Typically as_date() can recognize the date format so it does not need to be specified. Make todays_date into a date column, don’t forget to load in the lubridate package. (Don’t use the base R function as.Date() from yesterday.)

Solution

library(lubridate)

hospital <- hospital_og %>% 
  mutate(todays_date = as_date(todays_date))

Plotting dates

Above was an exercise in creating date variables, now we will move on to specifying axis labels with dates. The dates displayed on the axis of our plot are arbitrary and do not necessarily look nice. We will use scale_x_date() to manually specify the x-axis of our plot.

3a.

First, make a sequence of dates called date_breaks that begins at June 1, 2020, ends at June 1, 2022, and is spaced by 6 months.
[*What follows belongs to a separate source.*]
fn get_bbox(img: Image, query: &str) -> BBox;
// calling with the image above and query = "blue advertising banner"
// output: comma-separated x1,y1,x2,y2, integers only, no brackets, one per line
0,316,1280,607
As an example examine what seq(from = as_date("2020-01-01"), to = as_date("2021-01-01"), by = "60 day") produces.

Solution

date_breaks <- seq(
  from = as_date("2020-06-01"), 
  to = as_date("2022-06-01"), 
  by = "6 month"
)

3b.

Now add scale_x_date(breaks = date_breaks, date_labels = "%b %Y") to the end of your scaled plot code. Note %b will use the abbreviated month name and %Y will give 4 digit year.

Solution

ca_five_county_covid_hosp_data %>% 
  ggplot(aes(
    x = todays_date, 
    y = hosp_covid_pos_patients_scaled, 
    group = county, color = county
  )) +
  geom_line(size = 1.3) + 
  scale_color_manual(name = "County", values = county_colors) + 
  theme_minimal(base_size = 15) + 
  labs(
    x = "Date",
    y = "Hospitalized COVID patients \n per 100,000 people",
    title = "CA County COVID-19 Hospitalization Trends"
  ) + 
  scale_x_date(breaks = date_breaks, date_labels = "%b %Y")

Finalizing your lab

4a.

Save your last plot as a PNG and add the plot to the repo.

4b.

Make a README for the main directory of the repo, with a link to the plot.

4c.

Discuss with your team if there were any GitHub issues, such as merge conflicts, and how you can avoid them in the future. Discuss if there might have been a better division of tasks.